Утренняя звезда | страница 7
Но главное, Линемари снова и снова отождествляла себя с давно ушедшими, этими однодневками, чье существование оборвалось столь скоропостижно: их нервическое ожидание смерти внезапно наполняло ее таким пьянящим ощущением живой жизни, что в глазах темнело от ее сияния.
Ослепление длилось и длилось, и в душе крепло неведомое до того желание благодарить за каждый вздох, за возможность пошевелить рукой или ногой, за глаза, разглядывавшие траву в Яд ва-Шеме, за ушные перепонки, которым передавалась вибрация нового гимна, несравненного по возвышенности и благородству песнопения, доносившегося из мира давно сгинувших. Вот что, быть может, и питало ее зависть: тот простой факт, что они смертны. От этого жизнь в них кипела горячей, хотя век их был скоротечен и куда как хрупок.
Да, решено: она возвратится на планету мутантов, там она попросит создать для нее другое тело, чтобы почувствовать, как из живота выходят дети, чтобы, если это еще возможно, посвятить себя единственному мужчине… И научиться умирать, смакуя каждое мгновение оставшейся жизни.
Кадиш
Сам по себе кадиш — это не примирение с Господом, но подчинение ему, примирение с мыслью о Боге, с тем представлением о Нем, что сложилось у еврейского народа и без которого ему на земле не жить. Бог, истинный Бог, Хаима не интересует. Хаима волнует тот, кого придумал еврейский народ, и, быть может, чем неистовее его изобретают, тем больше этот Бог начинает походить на настоящего.
Глава I
Поговаривали, что у скрипок есть невидимые крылья. Как бы то ни было, все ангелы небесные играют на скрипках — на сей предмет не может быть никаких сомнений.
Андре Шварц-Барт
Жил-был давно, очень, очень давно один безнадежно радостный еврей Хаим, сын Яакова, сына Эршекеле, торговавшего вразнос книгами. А скромнейший поселок, где он родился, звался Подгорец; но когда Хаиму пришел срок становиться собой и перст Господень ткнул в его сторону, каждая из букв его имени принялась сиять особым, ни с чем не сравнимым светом, превращающим рабби Хаима бен Яакова из Подгорца в того, кого лично посетил пророк Илия.

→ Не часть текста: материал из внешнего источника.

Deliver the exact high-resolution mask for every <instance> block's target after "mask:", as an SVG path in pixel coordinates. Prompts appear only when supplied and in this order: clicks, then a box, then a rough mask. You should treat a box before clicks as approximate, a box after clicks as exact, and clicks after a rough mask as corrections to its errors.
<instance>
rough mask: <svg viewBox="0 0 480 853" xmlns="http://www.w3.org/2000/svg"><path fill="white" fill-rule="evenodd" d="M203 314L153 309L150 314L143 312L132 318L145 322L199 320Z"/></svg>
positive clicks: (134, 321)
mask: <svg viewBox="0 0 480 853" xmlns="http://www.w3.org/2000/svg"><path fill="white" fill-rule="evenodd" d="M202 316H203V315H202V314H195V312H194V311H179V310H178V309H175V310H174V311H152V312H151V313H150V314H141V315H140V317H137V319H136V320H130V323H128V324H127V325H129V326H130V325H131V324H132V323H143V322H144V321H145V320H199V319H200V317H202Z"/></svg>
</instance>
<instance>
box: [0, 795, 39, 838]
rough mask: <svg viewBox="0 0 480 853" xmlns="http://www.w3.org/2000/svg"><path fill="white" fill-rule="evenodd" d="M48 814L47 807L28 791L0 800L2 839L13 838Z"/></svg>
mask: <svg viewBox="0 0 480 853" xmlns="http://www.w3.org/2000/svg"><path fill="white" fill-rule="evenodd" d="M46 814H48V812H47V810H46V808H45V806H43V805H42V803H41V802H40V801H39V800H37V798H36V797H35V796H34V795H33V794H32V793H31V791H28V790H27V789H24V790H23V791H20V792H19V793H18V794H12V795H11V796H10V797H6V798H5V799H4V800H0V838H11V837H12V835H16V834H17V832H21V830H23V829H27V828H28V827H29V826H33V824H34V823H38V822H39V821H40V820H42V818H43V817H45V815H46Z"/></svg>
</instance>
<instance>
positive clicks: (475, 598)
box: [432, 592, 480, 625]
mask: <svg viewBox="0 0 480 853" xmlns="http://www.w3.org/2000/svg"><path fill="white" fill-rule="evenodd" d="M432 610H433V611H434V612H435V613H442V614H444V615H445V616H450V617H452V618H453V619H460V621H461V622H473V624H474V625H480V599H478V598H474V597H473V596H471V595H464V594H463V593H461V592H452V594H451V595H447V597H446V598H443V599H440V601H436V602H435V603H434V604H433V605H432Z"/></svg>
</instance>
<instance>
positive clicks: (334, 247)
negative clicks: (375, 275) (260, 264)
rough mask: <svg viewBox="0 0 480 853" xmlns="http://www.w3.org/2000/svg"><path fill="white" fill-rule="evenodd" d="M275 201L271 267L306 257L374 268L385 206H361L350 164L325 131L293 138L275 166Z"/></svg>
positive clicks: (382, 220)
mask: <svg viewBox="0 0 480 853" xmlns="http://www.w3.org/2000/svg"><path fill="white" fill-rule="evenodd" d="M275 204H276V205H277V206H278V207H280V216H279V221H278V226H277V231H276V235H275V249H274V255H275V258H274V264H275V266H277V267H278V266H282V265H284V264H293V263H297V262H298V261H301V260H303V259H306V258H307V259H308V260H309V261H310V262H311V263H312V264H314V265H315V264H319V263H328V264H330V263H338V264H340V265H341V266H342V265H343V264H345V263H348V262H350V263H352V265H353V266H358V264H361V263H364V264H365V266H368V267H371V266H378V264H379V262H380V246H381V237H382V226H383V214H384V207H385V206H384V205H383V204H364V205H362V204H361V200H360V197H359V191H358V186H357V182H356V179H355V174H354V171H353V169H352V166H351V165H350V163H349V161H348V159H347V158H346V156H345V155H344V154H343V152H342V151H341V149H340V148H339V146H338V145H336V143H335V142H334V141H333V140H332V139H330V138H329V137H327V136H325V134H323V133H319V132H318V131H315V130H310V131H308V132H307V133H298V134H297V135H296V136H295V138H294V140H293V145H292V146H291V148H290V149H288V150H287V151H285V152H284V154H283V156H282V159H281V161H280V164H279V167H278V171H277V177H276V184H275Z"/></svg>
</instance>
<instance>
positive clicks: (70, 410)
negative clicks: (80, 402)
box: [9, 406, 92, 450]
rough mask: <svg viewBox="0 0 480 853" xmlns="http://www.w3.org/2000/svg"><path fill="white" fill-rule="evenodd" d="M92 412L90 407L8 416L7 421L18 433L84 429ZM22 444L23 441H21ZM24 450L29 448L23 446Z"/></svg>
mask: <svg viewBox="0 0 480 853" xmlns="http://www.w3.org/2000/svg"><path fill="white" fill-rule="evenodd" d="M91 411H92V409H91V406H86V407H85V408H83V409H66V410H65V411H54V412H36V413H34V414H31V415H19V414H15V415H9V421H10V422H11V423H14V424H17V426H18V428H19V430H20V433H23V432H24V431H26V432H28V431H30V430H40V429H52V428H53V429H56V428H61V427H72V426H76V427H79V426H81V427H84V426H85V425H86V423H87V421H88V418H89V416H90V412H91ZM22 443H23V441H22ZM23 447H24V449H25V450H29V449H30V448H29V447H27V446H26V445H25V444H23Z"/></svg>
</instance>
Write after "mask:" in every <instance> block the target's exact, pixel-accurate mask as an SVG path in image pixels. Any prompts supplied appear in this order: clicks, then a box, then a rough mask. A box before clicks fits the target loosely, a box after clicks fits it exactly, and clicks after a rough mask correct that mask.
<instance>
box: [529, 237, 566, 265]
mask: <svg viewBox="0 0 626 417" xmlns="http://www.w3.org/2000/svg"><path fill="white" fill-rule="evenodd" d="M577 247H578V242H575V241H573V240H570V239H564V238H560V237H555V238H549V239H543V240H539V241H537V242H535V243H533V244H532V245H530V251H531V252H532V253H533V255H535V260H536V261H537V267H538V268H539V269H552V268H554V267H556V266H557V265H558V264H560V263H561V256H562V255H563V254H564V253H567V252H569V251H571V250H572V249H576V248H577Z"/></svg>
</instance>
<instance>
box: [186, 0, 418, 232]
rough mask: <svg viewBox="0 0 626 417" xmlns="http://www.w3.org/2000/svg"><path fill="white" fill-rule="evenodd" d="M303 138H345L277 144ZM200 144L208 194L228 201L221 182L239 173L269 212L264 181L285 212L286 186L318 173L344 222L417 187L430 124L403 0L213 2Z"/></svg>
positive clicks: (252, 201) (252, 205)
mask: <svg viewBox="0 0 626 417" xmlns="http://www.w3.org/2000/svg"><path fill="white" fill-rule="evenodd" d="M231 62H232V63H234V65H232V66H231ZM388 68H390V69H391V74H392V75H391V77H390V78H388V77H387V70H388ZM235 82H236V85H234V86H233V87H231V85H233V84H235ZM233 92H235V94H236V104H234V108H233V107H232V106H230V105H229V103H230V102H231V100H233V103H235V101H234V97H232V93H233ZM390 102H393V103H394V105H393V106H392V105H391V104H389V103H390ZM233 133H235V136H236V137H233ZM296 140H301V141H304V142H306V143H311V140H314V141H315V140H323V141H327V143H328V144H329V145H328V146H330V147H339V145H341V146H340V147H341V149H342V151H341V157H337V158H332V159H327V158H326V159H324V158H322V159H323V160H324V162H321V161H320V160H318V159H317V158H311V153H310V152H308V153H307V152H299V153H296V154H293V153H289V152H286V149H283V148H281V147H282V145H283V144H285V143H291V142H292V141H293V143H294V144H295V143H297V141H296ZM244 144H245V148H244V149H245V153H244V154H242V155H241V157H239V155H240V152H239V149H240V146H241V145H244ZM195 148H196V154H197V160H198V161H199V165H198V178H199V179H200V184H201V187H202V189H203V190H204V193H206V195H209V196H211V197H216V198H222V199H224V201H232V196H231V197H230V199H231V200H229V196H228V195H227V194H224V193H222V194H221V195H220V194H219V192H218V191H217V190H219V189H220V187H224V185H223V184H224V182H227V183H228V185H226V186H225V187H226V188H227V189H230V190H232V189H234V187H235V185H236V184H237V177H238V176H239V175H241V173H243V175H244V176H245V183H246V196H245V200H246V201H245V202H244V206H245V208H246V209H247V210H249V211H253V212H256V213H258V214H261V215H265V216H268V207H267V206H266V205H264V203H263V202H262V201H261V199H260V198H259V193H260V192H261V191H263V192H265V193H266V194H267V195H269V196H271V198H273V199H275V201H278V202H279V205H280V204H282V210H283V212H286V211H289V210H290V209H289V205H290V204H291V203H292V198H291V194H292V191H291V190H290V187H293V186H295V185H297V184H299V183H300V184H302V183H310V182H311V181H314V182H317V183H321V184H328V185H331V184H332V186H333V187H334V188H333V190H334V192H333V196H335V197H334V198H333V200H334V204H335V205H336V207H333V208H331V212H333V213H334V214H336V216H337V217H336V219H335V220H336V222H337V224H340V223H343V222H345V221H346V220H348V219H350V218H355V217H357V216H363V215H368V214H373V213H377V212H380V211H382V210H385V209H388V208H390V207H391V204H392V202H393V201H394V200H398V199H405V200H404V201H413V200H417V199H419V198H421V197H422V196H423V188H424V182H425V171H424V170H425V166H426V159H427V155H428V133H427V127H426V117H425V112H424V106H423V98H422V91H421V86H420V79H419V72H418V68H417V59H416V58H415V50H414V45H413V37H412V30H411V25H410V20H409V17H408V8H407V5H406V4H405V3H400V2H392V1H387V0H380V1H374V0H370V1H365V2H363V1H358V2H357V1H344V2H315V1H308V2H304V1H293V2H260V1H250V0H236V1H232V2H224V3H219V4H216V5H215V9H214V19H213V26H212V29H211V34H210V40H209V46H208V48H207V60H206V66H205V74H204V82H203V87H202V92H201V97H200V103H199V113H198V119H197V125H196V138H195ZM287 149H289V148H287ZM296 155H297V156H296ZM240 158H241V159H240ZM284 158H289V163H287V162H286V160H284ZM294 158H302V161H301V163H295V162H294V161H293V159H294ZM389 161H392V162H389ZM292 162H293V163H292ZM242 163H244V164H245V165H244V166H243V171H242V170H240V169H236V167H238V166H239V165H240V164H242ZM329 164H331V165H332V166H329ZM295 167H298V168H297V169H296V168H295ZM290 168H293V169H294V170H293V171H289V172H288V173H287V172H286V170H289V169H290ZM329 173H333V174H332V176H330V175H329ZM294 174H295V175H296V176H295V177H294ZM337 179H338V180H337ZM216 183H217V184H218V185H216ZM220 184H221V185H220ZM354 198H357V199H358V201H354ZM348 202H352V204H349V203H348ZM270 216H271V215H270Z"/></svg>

В те времена, то есть в середине девятнадцатого века, Подгорец был заурядным еврейским поселком на землях графа Потоцкого, недалеко от польской столицы. В центре — церковь с колоколенками, сюда по воскресеньям окрестные крестьяне стекались поговорить со своим Богом, и обширная рыночная площадь, куда они ходили поторговаться со знакомыми евреями. Напротив церкви, по другую сторону рыночной площади, стояло несколько каменных домов, где обитали самые влиятельные из поселковых иудеев: меховщики, торговцы скотом, негоцианты, возившие товары в столицу и обратно. Собственно, остальное еврейство ютилось в ветхих домишках единственной улочки: там жили мыловары, шорники, красильщики, водоносы, булочники, те, кто занимался взбиванием яиц, приготовлением теста, не говоря уже о целой когорте людей, чьи занятия не поддавались определению: они толковали сны, торговали вчерашним днем, подбивали пальто ветром вместо ваты, пробавлялись вольным воздухом и прочими непитательными субстанциями. Меж двух взгорков текла речка, дававшая воду для красильни. Невдалеке высилась гора, вся поросшая березами, елями и золотистыми осинами, с нее открывался вид на широченную равнину, простиравшуюся до песчаных берегов Вислы и до самых Карпатских гор, — то были владения знатных польских панов.